Em Irati, quando se passa pela frente da capela mortuária Santa Rita ninguém quer estar no placar de anúncio, pois ali está o aviso de quem é o mais novo defunto.
Falando em morte um parente meu falava tão mal de sua sogra, que quando esta morreu certo amigo chegando ao velório ironicamente disse: “não sei se dou os pêsames ou parabéns para o genro”. Em que pese que a senhora falecida era uma ótima pessoa.
“Velório é uma cerimônia fúnebre, estranha, em que o caixão do morto é posto em exposição pública para permitir que parentes, amigos possam honrar a memória do defunto antes do sepultamento.
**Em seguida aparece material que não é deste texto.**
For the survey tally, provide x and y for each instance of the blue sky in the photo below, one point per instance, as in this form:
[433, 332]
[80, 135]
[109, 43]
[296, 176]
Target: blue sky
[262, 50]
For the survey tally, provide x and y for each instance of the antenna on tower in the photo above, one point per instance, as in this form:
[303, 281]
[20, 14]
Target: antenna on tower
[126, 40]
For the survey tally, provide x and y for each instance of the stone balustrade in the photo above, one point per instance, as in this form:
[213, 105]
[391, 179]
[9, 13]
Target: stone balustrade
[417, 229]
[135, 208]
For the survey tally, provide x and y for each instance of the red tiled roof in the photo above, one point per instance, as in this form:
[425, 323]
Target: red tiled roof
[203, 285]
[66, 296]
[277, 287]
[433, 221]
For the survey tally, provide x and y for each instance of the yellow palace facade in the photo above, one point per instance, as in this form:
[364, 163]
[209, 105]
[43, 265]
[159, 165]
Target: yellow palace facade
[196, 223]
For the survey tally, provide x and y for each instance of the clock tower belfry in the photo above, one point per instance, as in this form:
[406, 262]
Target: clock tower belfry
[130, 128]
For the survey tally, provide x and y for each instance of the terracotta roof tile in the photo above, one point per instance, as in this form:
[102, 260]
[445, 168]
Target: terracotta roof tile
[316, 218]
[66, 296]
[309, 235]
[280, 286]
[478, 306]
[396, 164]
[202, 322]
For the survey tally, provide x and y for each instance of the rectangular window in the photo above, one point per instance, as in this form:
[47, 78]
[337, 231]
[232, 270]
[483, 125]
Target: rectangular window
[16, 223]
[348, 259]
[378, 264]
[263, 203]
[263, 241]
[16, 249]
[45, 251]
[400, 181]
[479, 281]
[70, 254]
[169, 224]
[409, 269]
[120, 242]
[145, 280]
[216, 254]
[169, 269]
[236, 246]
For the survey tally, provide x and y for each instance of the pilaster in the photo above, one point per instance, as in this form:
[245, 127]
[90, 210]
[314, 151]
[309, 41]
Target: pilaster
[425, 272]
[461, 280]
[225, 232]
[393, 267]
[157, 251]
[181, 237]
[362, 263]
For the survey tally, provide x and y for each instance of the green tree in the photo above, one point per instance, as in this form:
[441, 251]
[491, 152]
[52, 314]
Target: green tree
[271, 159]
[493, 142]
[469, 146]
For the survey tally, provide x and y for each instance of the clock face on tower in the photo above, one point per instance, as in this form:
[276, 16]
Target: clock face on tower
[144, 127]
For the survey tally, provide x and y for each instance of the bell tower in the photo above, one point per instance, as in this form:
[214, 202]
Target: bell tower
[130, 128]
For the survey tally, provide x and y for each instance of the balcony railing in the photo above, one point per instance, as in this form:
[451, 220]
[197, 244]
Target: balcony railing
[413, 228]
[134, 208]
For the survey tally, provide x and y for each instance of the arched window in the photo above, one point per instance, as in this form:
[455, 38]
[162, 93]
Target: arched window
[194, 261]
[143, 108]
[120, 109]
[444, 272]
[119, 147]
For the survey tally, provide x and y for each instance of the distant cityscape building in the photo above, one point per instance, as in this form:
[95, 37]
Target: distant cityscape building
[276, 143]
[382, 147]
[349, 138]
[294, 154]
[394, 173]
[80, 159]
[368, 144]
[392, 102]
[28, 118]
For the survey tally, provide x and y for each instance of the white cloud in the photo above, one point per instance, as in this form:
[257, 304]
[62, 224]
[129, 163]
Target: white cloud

É provável que este costume tenha se originado na Idade Média, na Europa, quando os copos e pratos eram feitos de estanho. A mistura de bebida alcoólica com o óxido de estanho causava uma espécie de narcolepsia. Quando um cadáver era encontrado, era deixado sobre uma mesa por alguns dias, para se ter certeza de que estava realmente morto.” Wilkipédia.
Essas cerimônias, muitas vezes, remetem a situações constrangedoras que muitos não sabem como se portar. Os amigos e parentes que ficam sofrem mais do que o que vai. Dependendo da espiritualidade, muitos permanecem serenos, sofrem, mas sabem suportar. Quando comparecemos a um velório cumprimos sagrado dever de solidariedade, oferecendo conforto à família.
Certa feita, fui a um funeral de um conhecido. Chegando ao local, amplo, uma antiga capela, havia poucas pessoas. Era ainda bem cedo. Sentamos em cadeiras de palha no perímetro da grande sala. O caixão no centro do local e ninguém próximo, talvez pelo horário. O que causou surpresa é que embaixo do esquife havia um cachorrinho, pequeno, guaipeca, malhado, marronzinho, embora faceiro, estava triste. Passava-se o tempo e o cão não saía do local. Diversas vezes gania. Algumas pessoas mais chegadas, meio constrangidas, tentaram espantar o animal, que se afastava mais logo voltava. Ao que parecia era bem afeiçoado ao defunto.
Uma pessoa atraiu o animal para fora do local com um pote de água e um pouco de comida. O bichinho saiu por um tempo, contudo logo voltou e, deitou, aborrecido, embaixo do caixão.
A cena era cômica, mais comovente, pois notava-se que o bicho era um fiel amigo do finado, demonstrando que muitos animais são verdadeiramente companheiros fieis dos seres humanos, e que a recíproca, muitas vezes não é realidade. Mesmo entre os seres humanos em diversas vezes, tal situação não ocorre. Eu havia saído antes, mas certamente o cãozinho acompanhou o féretro de seu amigo até sua morada final. O que foi feito do pobre animal não soube, mas que o mesmo emocionou muita gente sensível, isso emocionou.
Fica uma reflexão daquela passagem, de como os seres vivos deveriam agir, com amizade, ternura, amor em qualquer situação de nossa rápida passagem por essa vida.
Dagoberto Waydzik
Publicado na edição 597, 30 de novembro de 2011.